USA 13. Feb 2018

Jared Kushner ohne «Top Secret»-Pass

Die Missbrauchs-Vorwürfe gegen den hochrangigen Trump-Mitarbeiter Rob Porter bringen das Thema Sicherheits-Abklärungen in die Schlagzeilen. Auch der Präsidenten-Berater Jared Kushner wartet immer noch auf einen Freipass der US-Geheimdienste.

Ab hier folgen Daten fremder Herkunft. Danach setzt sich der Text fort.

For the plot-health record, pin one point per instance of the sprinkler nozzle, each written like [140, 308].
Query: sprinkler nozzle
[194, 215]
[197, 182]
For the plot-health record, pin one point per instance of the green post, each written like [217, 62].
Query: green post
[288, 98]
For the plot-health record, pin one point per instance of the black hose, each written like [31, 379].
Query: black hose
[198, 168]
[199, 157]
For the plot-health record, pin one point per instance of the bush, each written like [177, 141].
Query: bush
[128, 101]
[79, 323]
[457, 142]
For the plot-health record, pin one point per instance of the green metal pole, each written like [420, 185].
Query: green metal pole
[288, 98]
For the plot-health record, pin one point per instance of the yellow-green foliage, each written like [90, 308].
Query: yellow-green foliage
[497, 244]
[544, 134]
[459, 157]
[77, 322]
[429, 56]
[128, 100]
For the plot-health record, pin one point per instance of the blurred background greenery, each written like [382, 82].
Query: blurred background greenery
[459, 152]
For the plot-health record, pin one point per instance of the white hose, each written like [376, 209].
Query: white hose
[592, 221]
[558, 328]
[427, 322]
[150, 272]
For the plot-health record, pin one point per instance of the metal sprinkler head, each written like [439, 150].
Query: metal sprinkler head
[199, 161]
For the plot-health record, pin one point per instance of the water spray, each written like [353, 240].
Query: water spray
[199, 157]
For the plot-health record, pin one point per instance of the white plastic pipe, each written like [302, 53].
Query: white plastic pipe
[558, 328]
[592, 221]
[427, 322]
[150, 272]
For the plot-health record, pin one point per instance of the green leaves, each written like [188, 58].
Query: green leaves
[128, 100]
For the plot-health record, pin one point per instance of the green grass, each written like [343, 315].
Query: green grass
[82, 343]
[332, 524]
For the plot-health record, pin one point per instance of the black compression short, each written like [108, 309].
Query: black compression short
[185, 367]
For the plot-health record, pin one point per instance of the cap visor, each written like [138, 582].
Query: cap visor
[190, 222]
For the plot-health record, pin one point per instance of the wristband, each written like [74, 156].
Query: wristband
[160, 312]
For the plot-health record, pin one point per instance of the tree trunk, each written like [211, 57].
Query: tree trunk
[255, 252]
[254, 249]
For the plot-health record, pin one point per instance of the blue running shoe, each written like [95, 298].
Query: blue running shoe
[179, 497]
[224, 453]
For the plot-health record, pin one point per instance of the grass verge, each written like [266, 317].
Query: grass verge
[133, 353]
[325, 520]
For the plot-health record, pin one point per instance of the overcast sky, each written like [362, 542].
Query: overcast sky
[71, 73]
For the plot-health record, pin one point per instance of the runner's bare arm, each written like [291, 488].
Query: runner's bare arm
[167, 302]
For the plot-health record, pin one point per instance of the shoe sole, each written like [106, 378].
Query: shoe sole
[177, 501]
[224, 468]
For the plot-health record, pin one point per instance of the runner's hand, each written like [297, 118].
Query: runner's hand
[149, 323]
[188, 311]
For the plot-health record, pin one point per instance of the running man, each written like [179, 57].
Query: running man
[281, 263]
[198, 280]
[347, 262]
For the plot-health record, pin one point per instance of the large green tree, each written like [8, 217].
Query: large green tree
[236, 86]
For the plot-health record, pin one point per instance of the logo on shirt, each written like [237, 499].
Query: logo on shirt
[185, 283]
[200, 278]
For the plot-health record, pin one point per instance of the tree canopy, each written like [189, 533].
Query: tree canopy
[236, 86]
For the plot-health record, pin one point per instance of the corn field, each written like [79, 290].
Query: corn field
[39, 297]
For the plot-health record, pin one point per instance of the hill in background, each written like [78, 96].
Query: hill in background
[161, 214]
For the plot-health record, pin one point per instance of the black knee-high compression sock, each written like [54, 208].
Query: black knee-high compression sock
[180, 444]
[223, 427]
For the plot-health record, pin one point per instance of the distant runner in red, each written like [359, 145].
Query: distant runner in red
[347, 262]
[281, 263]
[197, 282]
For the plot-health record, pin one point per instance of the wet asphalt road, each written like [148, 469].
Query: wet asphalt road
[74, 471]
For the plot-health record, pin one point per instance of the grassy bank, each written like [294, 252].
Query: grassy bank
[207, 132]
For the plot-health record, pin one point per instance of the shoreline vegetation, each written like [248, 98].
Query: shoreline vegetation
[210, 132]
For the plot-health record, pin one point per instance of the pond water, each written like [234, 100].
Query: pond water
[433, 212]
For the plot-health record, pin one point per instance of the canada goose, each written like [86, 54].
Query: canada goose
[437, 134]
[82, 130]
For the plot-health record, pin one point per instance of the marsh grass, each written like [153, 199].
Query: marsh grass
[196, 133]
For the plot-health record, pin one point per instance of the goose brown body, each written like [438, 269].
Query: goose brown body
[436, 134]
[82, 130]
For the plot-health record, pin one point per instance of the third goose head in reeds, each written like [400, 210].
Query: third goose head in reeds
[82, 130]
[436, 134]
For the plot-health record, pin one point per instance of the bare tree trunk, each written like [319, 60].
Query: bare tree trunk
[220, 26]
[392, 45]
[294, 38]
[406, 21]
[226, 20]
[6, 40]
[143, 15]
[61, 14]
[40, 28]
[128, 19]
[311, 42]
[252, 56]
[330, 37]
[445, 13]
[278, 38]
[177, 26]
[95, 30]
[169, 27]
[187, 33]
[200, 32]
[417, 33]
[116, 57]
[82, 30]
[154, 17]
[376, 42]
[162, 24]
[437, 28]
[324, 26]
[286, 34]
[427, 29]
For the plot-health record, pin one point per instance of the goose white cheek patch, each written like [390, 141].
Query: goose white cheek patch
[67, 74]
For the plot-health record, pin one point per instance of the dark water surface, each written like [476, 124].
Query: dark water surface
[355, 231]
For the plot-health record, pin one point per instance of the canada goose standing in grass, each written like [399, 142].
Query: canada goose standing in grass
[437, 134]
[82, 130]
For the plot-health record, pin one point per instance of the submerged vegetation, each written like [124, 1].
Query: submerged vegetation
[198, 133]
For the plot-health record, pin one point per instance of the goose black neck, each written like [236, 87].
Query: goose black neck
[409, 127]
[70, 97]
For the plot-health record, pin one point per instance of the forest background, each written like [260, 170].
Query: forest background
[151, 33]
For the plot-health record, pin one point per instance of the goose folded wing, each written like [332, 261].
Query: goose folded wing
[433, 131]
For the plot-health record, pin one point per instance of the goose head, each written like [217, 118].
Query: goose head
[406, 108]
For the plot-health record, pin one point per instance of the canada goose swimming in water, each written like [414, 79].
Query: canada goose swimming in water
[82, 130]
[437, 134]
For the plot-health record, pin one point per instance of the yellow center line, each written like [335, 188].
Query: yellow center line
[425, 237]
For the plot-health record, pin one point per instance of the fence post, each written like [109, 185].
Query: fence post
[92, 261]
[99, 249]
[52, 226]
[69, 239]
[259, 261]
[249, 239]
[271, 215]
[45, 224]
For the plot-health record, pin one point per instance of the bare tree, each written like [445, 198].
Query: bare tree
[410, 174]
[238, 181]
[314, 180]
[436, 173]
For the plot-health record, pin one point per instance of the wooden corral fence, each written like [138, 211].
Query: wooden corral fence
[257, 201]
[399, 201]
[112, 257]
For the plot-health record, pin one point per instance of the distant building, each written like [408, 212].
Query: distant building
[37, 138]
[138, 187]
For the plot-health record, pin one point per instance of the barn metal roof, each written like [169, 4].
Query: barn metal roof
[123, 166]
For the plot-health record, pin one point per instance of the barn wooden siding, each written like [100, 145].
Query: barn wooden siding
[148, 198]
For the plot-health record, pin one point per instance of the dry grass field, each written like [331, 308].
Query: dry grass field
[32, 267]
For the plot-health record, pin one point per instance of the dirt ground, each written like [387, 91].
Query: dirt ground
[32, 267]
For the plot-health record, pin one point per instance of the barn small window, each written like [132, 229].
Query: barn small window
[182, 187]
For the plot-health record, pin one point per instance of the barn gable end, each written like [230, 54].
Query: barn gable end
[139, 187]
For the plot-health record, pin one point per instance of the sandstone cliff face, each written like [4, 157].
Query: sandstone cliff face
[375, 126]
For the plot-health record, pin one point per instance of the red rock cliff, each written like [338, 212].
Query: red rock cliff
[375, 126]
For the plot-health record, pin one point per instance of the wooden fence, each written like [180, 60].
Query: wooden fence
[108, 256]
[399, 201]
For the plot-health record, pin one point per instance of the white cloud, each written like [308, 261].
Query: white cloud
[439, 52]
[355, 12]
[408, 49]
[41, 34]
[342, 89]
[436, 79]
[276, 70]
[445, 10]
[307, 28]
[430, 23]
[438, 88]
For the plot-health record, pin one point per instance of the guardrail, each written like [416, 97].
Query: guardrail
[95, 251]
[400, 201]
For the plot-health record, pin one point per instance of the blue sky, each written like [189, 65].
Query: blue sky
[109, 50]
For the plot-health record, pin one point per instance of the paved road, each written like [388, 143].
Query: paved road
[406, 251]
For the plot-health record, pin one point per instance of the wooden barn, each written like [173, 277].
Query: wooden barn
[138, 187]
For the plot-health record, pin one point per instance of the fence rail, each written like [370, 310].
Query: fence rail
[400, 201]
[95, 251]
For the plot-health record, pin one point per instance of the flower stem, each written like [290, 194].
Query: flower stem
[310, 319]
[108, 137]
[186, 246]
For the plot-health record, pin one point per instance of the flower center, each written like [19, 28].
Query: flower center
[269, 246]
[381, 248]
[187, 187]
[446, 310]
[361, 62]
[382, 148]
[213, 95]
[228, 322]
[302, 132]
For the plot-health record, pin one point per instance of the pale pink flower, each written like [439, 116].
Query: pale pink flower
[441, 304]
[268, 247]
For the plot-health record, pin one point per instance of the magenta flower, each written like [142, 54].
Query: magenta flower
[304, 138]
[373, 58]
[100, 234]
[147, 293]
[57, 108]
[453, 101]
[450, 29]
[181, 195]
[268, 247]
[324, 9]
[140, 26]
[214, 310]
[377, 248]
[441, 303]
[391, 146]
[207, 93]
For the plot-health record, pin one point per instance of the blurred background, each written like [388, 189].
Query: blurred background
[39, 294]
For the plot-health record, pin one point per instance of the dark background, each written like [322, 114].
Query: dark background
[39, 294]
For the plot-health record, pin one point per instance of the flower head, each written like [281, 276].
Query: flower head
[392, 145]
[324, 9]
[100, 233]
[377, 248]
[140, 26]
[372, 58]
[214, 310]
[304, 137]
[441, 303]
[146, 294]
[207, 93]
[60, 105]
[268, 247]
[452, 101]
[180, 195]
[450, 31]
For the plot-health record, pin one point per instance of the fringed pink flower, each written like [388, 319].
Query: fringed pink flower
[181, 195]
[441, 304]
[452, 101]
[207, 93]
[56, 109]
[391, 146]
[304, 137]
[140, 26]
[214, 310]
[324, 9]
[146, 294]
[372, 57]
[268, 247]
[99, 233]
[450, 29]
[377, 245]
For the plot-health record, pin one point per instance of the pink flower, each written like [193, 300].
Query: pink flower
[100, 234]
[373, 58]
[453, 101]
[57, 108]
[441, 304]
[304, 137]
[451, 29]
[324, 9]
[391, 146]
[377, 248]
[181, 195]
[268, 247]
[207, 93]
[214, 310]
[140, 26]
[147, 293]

Vergangene Woche musste Rob Porter seinen Posten als rechte Hand von Stabschef John Kelly aufgeben, nachdem schwere Missbrauchsvorwürfe seiner zwei Ex-Gattinnen bekannt geworden waren. Dem Weissen Haus lagen Informationen darüber jedoch bereits im Januar 2017 vor. Dies geht auf die damals einsetzenden Hintergrunds-Überprüfungen von Mitgliedern der neuen Trump-Regierung durch das FBI (und mitunter auch die CIA) zurück. Deren Mitarbeiter haben unter anderem die geschiedenen Frauen von Porter interviewt und erste Informationen über dessen Gewalttätigkeit an den Rechtsberater des Präsidenten weitergeleitet. Porter hat deshalb letztlich keine «Top Level Security Clearance» erhalten. Die Affäre bringt zudem ans Licht, dass Dutzende hochrangiger Regierungs-Mitarbeiter ebenfalls noch keine Genehmigungen für den Zugang zu besonders vertraulichen Staatsgeheimnissen erhalten haben. Dies bedeutet, dass Geheimdienste weiter an Personen-Überprüfungen arbeiten oder bereits erhebliche Zweifel an der Vertrauenswürdigkeit von Trump-Offiziellen angemeldet haben. Üblicherweise dauern diese Überprüfungen je nach Posten sechs bis zwölf Monate. Besonders brisant ist, dass zu den ohne Sicherheits-Freigabe arbeitenden Offiziellen auch Jared Kushner zählt, der Schwiegersohn und Spitzenberater des Präsidenten (Link). Kushner ist bekanntlich mit einer Reihe hochsensibler Aufgaben wie der Lösung des Palästina-Konfliktes betraut, die eigentlich einen Zugang zu Geheimdienst-Informationen oder anderen Staatsgeheimnissen notwendig machen.  Momentan ist unklar, warum Kushner immer noch auf seine «Clearance» wartet. Allerdings musste er Dokumente über finanzielle Interessen und Auslands-Kontakte mehrfach nachbessern, da er zunächst unter anderem Gespräche mit Abgesandten des Kreml im Jahr 2016 verschwiegen hatte. Kushner war zudem im Immobilien-Geschäft tätig (oder ist dies zumindest als passiver Teilhaber weiterhin). Da die Branche in den USA mit enorm komplexen Steuer- und Darlehens-Konstruktionen arbeitet, dürfte die Überprüfung von Kushners Geschäftsinteressen besonders zeitaufwändig sein. Von der Porter-Affäre angestachelt, fordern Demokraten im Kongress jetzt vom Weissen Haus Informationen zu der Überprüfung Kushners. Diese Begehren werden jedoch von der republikanischen Mehrheit blockiert. Deshalb bleibt etwa unklar, ob Kushner ohne «Clearance» Einsicht in Top Secret-Unterlagen genommen hat.